Alongside growing Aim Lab, which is on track to soon reach 1 million users, one of the company’s main goals is to create a standardized metric by which gamers’ skills can be measured. In football, college athletes and NFL coaches have the Scouting Combine to make decisions around recruiting. This doesn’t necessarily take into account stats like yardage or touchdowns, but rather the raw skills of a player, such as 40-yard sprint speed.

In fact, Statespace has partnered with the Pro Football Hall of Fame for “The Cognitive Combine,” becoming the official integrative medicine program cognitive assessment partner of the organization. Statespace wants to create a similar “combine” for gaming.

The hope is that the company can offer this metric to publishers, colleges and esports orgs, giving them the ability to not only evaluate talent, but to better serve casual users through improved matchmaking and cheat detection.

“We want to go a level beyond your kill:death ratio,” said co-founder and CEO Dr. Wayne Mackey. Those metrics greatly depend on factors like who you’re playing with. You won’t always be matched against players who are on an even keel with you. So we want to look at fundamental skills like hand-eye coordination, visual acuity, spatial processing skills and working memory capacity.”

Klutch has partnered with the National Championship Series as the official FPS training partner for 2019. NCS has majors for both CS:Go and Overwatch, two of the biggest competitive FPS games in the world. The company is also partnering with top Twitch streamers and Masterclass to create The Academy.

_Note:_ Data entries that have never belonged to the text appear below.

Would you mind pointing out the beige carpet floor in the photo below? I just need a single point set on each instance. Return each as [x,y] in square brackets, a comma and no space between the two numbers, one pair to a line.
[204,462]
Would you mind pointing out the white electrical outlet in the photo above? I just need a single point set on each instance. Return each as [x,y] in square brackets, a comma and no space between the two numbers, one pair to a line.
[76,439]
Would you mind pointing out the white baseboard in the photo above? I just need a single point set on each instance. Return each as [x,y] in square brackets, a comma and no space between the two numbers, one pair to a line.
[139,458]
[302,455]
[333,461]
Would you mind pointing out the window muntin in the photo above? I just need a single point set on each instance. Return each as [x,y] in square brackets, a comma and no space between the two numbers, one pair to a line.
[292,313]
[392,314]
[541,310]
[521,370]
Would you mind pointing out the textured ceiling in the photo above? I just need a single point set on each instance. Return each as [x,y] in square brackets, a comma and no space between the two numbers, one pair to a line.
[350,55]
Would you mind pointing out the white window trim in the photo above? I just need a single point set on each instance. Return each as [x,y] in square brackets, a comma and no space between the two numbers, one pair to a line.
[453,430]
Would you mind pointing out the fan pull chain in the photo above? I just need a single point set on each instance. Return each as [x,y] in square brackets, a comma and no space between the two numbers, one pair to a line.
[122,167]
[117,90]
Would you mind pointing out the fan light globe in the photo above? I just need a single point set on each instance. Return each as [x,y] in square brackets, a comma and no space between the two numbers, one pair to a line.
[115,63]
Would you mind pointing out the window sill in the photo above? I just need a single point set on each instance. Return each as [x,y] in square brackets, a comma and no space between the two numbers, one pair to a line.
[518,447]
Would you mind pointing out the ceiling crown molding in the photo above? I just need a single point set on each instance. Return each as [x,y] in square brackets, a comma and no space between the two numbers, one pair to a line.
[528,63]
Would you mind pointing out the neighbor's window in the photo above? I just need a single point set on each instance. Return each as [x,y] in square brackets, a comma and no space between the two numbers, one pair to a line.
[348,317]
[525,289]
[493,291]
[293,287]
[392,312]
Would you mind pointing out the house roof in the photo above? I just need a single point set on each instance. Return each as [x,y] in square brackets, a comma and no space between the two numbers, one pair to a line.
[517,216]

Academy users will be able to get advanced tutorials from streamers like KingGeorge (Rainbox Six Siege), SypherPK (Fortnite), Valkia (Overwatch), Drift0r (CoD) and Launders (CS:GO).

Obviously, gaming is a major part of Statespace’s business model. But the skeleton of the technology has a number of different applications, particularly in medicine. Statespace is currently in the research phase of rolling out an Aim Lab product that is specifically focused on helping people who have had strokes recover and rehabilitate.

Statespace wants to use the funding to build out the team and expand the Klutch Aim Lab platform beyond Steam to mobile and eventually console, with Xbox prioritized over PlayStation, as well as launching the Academy.